「Vineyard Wind 1」でのジョーンズ法対策
Barge Master contributes to the Successful First Feeder Operation for Vineyard Wind 1 Project in Collaboration with FOSS Maritime, Seaqualize, GE and DEME Offshore US
(バージマスターは、FOSS Maritime、Seaqualize、GE、DEME Offshore USと協力して、Vineyard Wind 1プロジェクトの最初のフィーダー運用の成功に貢献)
https://www.barge-master.com/item/barge-master-contributes-to-the-successful-first-feeder-operation-for-vineyard-wind-1-project-in-col/
アメリカのマサチューセッツ沖で建設が進められている洋上風力発電所「Vineyard Wind 1」で風力タービン部材輸送時に使用した設備について、自社機材を納入しているBarge Masterのウェブサイトで施工方法が紹介されていました。
アメリカのジョーンズ法による洋上風力建設への影響
アメリカ国内の地点間における国内輸送(内航)をおこなう船舶を限定するジョーンズ法と呼ばれる法律。その要件には米国船籍、米国人配乗、米国人所有に加えて、他国には無い米国建造という要件が含まれており、洋上風力発電所建設時の大きな障壁となっている。
ジョーンズ法の影響を受ける風力タービン設置作業では、SEP船など他国建造の設置船甲板に部材を積み込みして拠点港から設置場所へ運ぶことが出来ないため、ジョーンズ法に準拠した船舶で運搬する方法以外にも様々な対策が考えられている。
Barge Masterの動作補償PとSeaqualizeのリフティングデバイス
「Vineyard Wind 1」でのジョーンズ法対策は、輸送台船に風力タービン部材を1セット分ずつ積み込んで設置場所のSEP船まで運搬するというものですが、沖合で運搬船から部材を吊り取る時の波浪による揺れを低減させる設備として使用されているのは、Barge Masterの動作補償プラットフォームとSeaqualizeの洋上リフティングデバイス。
Barge Master 2種類の動作補償プラットフォーム
Barge Masterの動作補償プラットフォームは、従来の「BM-T700」をベースにした「BM-Feeder standard」と「BM-Feeder heavy」を使用。

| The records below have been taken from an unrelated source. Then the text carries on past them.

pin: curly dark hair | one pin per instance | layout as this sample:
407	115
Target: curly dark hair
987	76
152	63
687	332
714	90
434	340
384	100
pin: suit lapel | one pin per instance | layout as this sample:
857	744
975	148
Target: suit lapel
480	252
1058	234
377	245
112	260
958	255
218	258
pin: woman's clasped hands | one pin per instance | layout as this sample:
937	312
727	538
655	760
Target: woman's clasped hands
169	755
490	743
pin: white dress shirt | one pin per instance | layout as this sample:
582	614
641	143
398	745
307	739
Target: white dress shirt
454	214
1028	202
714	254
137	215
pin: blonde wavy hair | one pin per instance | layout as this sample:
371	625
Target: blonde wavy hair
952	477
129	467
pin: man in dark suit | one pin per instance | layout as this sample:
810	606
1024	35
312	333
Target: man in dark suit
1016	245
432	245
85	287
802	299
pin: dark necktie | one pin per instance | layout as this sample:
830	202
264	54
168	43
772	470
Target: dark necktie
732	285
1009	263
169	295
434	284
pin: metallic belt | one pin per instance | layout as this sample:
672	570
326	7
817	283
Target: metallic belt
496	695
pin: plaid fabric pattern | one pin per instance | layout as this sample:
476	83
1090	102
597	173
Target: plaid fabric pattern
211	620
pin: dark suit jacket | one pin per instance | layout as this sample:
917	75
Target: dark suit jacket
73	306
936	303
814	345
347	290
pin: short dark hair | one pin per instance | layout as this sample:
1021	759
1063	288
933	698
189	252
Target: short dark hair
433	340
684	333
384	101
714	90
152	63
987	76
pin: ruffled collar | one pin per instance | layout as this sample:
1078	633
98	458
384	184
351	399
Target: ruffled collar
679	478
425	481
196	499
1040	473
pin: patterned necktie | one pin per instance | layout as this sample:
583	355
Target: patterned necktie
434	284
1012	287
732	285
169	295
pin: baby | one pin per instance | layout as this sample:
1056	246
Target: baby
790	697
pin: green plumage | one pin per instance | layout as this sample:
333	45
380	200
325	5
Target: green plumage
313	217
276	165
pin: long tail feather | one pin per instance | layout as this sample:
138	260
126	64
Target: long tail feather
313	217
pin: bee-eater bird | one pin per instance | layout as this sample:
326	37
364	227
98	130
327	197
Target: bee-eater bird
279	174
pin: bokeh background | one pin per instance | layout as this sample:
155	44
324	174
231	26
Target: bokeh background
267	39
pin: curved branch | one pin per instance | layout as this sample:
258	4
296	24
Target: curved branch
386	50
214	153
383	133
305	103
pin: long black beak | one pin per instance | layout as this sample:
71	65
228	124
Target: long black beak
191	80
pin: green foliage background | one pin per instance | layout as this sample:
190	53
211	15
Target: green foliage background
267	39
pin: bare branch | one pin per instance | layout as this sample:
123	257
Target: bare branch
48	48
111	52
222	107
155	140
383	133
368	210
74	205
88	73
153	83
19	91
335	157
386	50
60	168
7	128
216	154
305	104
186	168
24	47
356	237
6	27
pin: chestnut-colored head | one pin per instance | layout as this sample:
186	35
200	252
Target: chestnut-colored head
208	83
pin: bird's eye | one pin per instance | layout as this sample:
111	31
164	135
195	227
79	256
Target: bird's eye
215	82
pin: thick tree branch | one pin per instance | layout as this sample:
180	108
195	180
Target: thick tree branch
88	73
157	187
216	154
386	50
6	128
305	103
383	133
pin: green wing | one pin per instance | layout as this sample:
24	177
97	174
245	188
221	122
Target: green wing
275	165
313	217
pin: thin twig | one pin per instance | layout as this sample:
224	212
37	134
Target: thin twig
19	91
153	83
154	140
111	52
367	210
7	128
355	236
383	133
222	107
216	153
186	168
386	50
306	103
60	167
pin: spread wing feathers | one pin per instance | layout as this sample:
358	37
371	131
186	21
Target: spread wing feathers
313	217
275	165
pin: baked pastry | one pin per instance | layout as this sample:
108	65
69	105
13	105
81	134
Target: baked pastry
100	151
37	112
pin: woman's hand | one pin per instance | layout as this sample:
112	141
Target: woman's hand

「Vineyard Wind 1」の輸送では、タワー部材の運搬架台としてタワーのトップには「BM-Feeder standard」、タワーのミドルとボトムを連結したものには「BM-Feeder heavy」が使われたようです。両者ともにロール・ピッチ方向の動きに対応し、スタンダードの方はヒーブ(heave)と呼ばれる波浪による上下の動きにも対応。ヘビーの方は上下の動きには対応していないようですが、名前の通り使用できる重量が大きく波高2.5mまでの条件で最大1,500トンの積荷の動作を補償するという。
Seaqualize の洋上リフティングデバイス「Heave Chief 1100」
洋上リフティングデバイス「Heave Chief 1100」はSeaqualizeが開発し、DEME Offshore USが使用契約をおこなっている。クレーンのフックに吊り下げて吊荷の揺れを低減する装置で最大吊り上げ重量は1,100トン。
Barge Masterの掲載記事では、垂直方向の動きを補償する「Heave Chief 1100」とBarge Masterの動作補償プラットフォームを組み合わせると安全な吊り上げ作業が可能で作業できる海象条件が拡大すると記載されていますが、使用している画像は無いので実際に使用したかどうかは不明。
動作補償プラットフォーム使用はタワー部材のみ
洋上リフティングデバイス「Heave Chief 1100」については不明ですが、動作補償プラットフォーム「BM-Feeder」はタワー部材のみに使用。
沖合の洋上でSEP船のクレーンにより運搬台船上の資材を吊り取る場合、玉掛け作業と台船上から水切りする瞬間がリスクの高い作業と言えそう。なかでも高さのあるタワー部材は、リスクがより高い作業なのかもしれませんが、ブレードラックに積まれた3本のブレードとナセルの吊り取りもリスクは高い。
実際の施工状況を見てみないと、今後も同じ方法でやっていけるのかは分からないですね。